A stage play about the editor and publisher of Richmond’s seminal African American newspaper will see its world premiere almost a century after his death.
In partnership with the descendants of John Mitchell Jr. and the Virginia Museum of History and Culture, the Firehouse Theatre has commissioned a play about the Richmond Planet’s “Fighting Editor.” Scheduled to open March 2027, the play is in early development after the local theater recently selected Massachusetts-based writer Kristen Adele Calhoun to pen the story.
Born enslaved in 1863, John Mitchell Jr. was a 21-year-old school teacher when he was placed in charge of the new weekly paper. Until his death in 1929, Mitchell pressed against racial injustice, exposing the reality of segregation, discrimination and racial terror lynchings.
Nathaniel Shaw, Firehouse’s producing artistic director, says he became interested in Mitchell’s story as he was seeking conceptual play ideas that could shine a light on Virginia’s foundational place in American history.
“Once I got a sense of Mr. Mitchell’s remarkable heroism and incredible legacy, it became evident to me that this is one of the all-too-many untold or lesser known stories of true heroes that stood up against oppression in the United States,” Shaw says. “It felt like the perfect play for Firehouse to support development on.”
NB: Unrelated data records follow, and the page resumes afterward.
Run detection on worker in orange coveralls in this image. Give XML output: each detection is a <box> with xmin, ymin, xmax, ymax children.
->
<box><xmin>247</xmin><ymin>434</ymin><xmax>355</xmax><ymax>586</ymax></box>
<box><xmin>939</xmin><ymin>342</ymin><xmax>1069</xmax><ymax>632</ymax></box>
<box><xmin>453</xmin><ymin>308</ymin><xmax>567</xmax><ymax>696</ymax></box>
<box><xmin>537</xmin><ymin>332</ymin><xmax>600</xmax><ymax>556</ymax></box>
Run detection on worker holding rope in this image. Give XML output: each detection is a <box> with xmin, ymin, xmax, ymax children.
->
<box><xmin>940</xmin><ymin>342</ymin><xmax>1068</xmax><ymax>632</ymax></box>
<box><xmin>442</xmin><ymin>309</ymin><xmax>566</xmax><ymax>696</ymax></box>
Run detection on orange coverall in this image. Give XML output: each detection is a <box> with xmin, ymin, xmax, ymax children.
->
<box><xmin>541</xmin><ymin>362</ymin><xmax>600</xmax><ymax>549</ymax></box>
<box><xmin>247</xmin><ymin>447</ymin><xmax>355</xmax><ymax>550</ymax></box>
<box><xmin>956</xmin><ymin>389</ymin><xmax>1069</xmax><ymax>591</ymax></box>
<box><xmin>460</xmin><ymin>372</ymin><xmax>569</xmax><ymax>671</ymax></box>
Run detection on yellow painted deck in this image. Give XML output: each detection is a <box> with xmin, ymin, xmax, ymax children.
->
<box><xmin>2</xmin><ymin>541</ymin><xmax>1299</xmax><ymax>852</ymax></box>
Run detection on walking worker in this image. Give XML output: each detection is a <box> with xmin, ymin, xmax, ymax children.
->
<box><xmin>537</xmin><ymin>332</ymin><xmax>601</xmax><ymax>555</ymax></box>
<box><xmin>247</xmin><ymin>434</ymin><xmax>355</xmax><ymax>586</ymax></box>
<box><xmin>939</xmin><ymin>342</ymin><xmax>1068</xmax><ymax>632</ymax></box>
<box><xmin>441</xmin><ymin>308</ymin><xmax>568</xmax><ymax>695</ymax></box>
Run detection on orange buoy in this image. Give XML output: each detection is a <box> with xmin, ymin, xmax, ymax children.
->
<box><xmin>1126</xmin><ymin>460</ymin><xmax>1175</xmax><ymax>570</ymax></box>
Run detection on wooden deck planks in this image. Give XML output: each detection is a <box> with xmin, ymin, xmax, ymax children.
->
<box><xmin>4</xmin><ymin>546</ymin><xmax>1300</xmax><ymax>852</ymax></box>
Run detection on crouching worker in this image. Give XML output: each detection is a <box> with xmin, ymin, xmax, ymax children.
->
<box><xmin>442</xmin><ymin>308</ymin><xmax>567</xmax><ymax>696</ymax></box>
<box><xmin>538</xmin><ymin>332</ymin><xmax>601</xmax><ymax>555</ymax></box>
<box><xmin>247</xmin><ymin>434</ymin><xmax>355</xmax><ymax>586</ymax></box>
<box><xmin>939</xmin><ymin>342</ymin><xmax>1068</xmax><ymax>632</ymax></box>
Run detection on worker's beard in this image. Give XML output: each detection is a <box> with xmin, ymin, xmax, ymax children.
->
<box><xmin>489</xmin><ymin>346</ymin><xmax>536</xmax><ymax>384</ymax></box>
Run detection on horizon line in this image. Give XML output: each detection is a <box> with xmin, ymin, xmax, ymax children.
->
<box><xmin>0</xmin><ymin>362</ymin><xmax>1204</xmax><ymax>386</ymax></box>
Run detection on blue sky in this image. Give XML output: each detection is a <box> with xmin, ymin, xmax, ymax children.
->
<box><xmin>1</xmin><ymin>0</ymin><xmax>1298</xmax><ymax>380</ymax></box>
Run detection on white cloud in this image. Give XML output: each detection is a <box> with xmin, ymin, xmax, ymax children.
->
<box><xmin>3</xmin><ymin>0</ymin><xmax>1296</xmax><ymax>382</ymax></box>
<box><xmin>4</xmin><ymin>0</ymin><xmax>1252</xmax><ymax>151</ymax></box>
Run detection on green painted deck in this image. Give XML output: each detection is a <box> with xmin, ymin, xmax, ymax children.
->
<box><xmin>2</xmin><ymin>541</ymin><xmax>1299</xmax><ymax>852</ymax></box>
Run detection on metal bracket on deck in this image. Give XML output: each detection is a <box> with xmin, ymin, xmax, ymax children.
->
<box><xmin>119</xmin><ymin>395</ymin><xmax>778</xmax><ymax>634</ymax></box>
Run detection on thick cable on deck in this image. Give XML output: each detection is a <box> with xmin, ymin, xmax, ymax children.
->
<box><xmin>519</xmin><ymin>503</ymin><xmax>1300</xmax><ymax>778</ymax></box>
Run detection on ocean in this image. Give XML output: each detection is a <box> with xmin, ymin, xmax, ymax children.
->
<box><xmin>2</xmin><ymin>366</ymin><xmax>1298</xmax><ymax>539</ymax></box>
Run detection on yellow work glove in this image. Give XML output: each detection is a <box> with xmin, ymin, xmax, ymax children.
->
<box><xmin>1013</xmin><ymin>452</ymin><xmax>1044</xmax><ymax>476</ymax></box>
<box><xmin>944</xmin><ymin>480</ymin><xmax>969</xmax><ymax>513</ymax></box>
The play is the next product of contemporary efforts to recognize Mitchell and the Richmond Planet. But the dramatization of his story may offer one of the most intimate looks into his life.
Mitchell’s face and steely eyes adorn a mural across from a statue of Maggie L. Walker, another icon of Richmond’s Civil Rights movement more than a century ago. And as of 2023, the Virginia DMV sells license plates bearing the muscular arm and raised fist that flexed on the Planet’s masthead, representing the power free Black people exercised a generation after the abolition of slavery in the United States.
While previously denied civil liberties were unlocked after the Civil War, resistance against Reconstruction led to other cruelties and injustices. Mitchell chose to fight back.
“I feel like we have this romantic notion of how great figures in history become great, that they were born that way and destined for significance,” says Joseph Rogers, community engagement manager at the Virginia Museum of History and Culture. “I think what his story really proves more than anything else is that we’re all capable of great acts.”

Rogers says Mitchell was likely influenced by the memories of older relatives who toiled under slavery. Coming of age in the aftermath of the war, Mitchell advocated for Black self-reliance, entrepreneurship and governance. In addition to the paper, he also served on the Richmond City Council and created his own bank.
Simultaneously, the state disenfranchised Black voters widely at the turn of the 20th century with the adoption of a new state constitution that created voting restrictions, such as poll taxes and civic literacy tests. Around the same time, Mitchell, Walker and other civil rights activists launched a two-year boycott against the city’s segregated streetcar system. The streetcar company went bankrupt in the end but the Virginia General Assembly passed a state law mandating segregation on public transportation. It was hard for Mitchell to see the civil rights his people gained fade away.
“As he watched a lot of those victories unravel, he clung fiercely to maintaining the level of dignity that was promised,” Rogers explains. “He was honest to himself and his cause. Obviously he had his stumbles and his doubts. But the great part about a play—you get to see the person so close to you experiencing doubt and fatigue, but continuing to stay the course.”

John Mitchell Jr., the executive director of the modern Richmond Planet Foundation and a descendant of the famous publisher, says he’s excited for the play. He adds that his ancestor also appreciated theater, noting how he once quoted Shakespeare in response to violent threats against him following his coverage of a lynching in Charlotte County.
“My father would do stuff like that, and I would be like, ‘What the heck are you talking about?’” Mitchell recalls, speaking of how he sees his namesake’s personality passing through generations. “As a kid I didn’t know. But when I got older, I learned.”
Shaw says he felt confident selecting Calhoun from the more than 40 people who applied to write the play. Even before seeing her interact and work with the Mitchell family during a visit in March, Shaw notes that he was impressed with her previous works, including a production about two newly emancipated people on the original Juneteenth in 1865.
“Looking at a historical event and managing to so beautifully humanize the characters within that, and not feel like she’s just regurgitating history, she’s bringing you into the moment in a very personal way,” Shaw says.
Calhoun will return to Richmond this fall and continue working with the Mitchell family and Firehouse to recreate the Fighting Editor’s personality for the stage.
“That’s my father, my uncle, my aunt, my brother, my sister and my cousins. We took on a lot of those traits,” Mitchell says. “It’s going to be interesting to see how she interprets some of the stories that we’re telling her and the historical record.”